Joshua Rockoff, VP, E-Commerce + Product, Balfour
Joshua Rockoff, VP, E-Commerce + Product, Balfour

Joshua Rockoff, VP, E-Commerce + Product, Balfour

Today there is a tussle between privacy and advertising. As technology improved, so did concerns regarding data privacy. Advertising is not new; walk the streets of ancient Pompeii and one will see advertisements on walls and floors. The medium has changed, alongside the technology by which customers access.

Consider these key statistics. Today there are 137 countries and three US states with legislation securing the protection of private data the UN Conference on Trade & Development notes. Flurry Metrics in May 2021 identified 96 percent of iPhone users opted out of mobile application tracking in Apple’s iOS 14.5 update. And Google announced it would phase out third-party cookies in late 2023 in its’ Chrome browser. Last, Congress released the first draft of the bipartisan Federal Privacy Law in early June 2022.

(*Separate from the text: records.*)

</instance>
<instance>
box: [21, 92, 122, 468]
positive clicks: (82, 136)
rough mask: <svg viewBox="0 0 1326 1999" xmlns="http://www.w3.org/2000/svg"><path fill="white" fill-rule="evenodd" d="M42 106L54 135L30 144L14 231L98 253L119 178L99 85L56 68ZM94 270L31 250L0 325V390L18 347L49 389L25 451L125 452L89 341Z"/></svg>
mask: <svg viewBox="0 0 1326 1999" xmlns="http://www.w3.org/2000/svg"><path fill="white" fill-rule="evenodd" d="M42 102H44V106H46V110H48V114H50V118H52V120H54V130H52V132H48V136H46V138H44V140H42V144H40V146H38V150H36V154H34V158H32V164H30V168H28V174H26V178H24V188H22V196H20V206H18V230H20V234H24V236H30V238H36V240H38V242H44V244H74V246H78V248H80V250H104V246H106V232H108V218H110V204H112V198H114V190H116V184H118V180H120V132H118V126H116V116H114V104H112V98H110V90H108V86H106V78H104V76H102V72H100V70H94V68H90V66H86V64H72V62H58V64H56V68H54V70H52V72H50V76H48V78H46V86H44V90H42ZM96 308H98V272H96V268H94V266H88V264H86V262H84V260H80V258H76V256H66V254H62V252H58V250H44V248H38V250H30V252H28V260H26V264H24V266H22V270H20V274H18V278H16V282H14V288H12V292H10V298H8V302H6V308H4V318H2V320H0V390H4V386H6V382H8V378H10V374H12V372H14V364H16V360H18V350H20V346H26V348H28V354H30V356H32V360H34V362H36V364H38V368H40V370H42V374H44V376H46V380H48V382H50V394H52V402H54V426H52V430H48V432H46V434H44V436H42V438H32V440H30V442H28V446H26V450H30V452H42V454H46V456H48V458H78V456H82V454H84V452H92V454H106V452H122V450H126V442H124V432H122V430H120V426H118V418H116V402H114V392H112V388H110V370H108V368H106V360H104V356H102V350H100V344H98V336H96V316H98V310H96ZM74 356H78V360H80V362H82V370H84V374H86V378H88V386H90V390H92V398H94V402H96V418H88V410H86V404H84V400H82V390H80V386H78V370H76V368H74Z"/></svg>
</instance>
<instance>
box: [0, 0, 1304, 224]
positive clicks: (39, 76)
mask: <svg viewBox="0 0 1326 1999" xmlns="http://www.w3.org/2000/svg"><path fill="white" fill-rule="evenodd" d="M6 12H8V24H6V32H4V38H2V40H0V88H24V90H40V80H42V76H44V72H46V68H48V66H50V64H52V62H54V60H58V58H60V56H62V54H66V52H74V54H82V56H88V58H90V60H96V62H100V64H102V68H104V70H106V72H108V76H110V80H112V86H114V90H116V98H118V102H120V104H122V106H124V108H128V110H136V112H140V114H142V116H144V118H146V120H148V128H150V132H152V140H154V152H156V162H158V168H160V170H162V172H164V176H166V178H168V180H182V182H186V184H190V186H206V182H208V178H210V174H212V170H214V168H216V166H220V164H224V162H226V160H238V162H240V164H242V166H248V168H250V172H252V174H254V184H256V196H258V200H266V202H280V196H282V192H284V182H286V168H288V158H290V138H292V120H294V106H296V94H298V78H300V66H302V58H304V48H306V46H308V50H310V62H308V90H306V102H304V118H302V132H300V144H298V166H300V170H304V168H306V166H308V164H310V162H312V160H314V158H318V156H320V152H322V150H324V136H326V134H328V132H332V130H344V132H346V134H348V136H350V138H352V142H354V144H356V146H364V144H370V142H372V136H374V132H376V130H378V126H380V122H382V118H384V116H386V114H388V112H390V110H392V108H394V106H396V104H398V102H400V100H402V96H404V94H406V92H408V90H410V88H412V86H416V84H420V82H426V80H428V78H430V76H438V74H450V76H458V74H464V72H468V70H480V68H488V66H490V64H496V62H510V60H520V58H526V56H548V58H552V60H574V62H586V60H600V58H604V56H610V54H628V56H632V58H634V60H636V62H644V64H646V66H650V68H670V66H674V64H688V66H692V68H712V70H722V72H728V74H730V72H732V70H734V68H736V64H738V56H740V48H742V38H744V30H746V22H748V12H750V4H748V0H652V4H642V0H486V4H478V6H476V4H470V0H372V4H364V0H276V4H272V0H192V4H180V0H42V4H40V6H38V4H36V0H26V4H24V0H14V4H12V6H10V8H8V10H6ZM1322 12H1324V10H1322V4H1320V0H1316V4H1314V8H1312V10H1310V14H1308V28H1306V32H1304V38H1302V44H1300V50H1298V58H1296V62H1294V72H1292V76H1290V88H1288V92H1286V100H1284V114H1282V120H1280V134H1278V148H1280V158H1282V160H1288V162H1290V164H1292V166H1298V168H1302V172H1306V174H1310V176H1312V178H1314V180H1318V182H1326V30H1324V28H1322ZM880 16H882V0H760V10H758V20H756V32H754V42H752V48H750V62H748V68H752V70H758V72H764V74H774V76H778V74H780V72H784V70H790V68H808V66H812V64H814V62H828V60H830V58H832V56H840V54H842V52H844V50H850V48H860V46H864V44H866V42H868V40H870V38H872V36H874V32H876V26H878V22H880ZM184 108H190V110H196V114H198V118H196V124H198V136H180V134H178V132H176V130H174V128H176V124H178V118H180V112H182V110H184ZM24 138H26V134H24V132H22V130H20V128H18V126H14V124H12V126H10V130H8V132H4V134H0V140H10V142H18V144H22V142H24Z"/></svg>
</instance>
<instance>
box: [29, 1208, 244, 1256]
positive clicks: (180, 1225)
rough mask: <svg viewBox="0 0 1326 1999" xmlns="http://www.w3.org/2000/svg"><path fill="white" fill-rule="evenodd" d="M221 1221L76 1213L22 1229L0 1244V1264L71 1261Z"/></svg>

Understanding the difference between first party and third party cookie types is important.

First Party Cookie (Allowed)

• Definition: When someone supplies Personal Identifiable Information (PII)

directly. Email address and mobile phone number are examples of PII.

• Entry methods: a subscription form, in a checkout, creating a profile, etc. This data is taken directly from your site into a tool like an Email Service Provider (ESP) or Customer Data Platform (CDP) where it can track customers for the end of time (or until they reset their cookies).

• Experience: The customer experience here is great. The customer’s perspective is they find a site they love, subscribe to it, and receive emails and/or texts based on subscription type.

Third Party Cookie (Not Allowed)

• Definition: Ways to track visitors when they DO NOT supply PII

• Entry method: dropping an ID on each site a user goes to, following the user around through their web activity, and recording it without their knowledge

• Experience: Awkward! They did not give you any information about themselves, and it's likely an uncomfortable surprise when you reach out.

"Local storage enables marketers a greater opportunity for personalized interactions in the near and long-term"

Knowing identity enables marketers to build one-to-one scale with the third-party cookie deprecation. To do this requires leveraging local storage. It offers the space to store all previous views, carts, and checkouts. This technology is not new; it is available in all modern web browsers. Here is how it works:

1. Create an ID for a customer when they come onto the site, saving that to local storage, and sending it to your email application (Klaviyo / Wunderkind), Operations (Webeyez), Business Intelligence (Glew), etc.

2. Save all of the data about what a customer does on the site in local storage and send it along to your “system”. This enables tailored forms, popup windows, and personalized onsite content.

3. Merge all data from the anonymous profile to a new profile once an email address or phone number is found from the browser.

To assist in creating a single customer profile, ensure the disparate profiles are merged into one based on email addresses, phone numbers, physical address, device IDs, etc.

Local storage enables marketers a greater opportunity for personalized interactions in the near and long-term. For one, this affords a significant increase for building a solid CRM database. The specificity at the customer level enables marketers to create segments that are more reflective of what these customers are interested in, rather than what they have converted on. Second, the availability in usable data allows not only for more granular segmentation based on user behavior, but affords marketers the ability to scale their marketing efforts (e.g., for direct mail, email or online advertising). Last, the first two opens up additional avenues. Examples include website personalization based on previous browse behavior, on-going sales, or interest segments.

There are several key performance indicators (KPIs) to measure revenue success. Below are several examples:

1. Conversions = Number of recipients who have clicked and converted (attribution window varies by channel)

2. Conversion Rate = Of those who clicked, what percentage of recipients purchased. Mathematically, # of conversions /# of total clicks, or of those who received a targeted message, what percentage of recipients purchased. Mathematically, # of conversions /# of total emails sent.

3. Click Revenue = Revenue generated by recipients who have clicked and converted (attribution window varies by channel)

Privacy remains a hot button issue. But all is not lost for marketers. In fact, the recent legislation offers a return to old school tactics. Both customers and businesses stand to gain.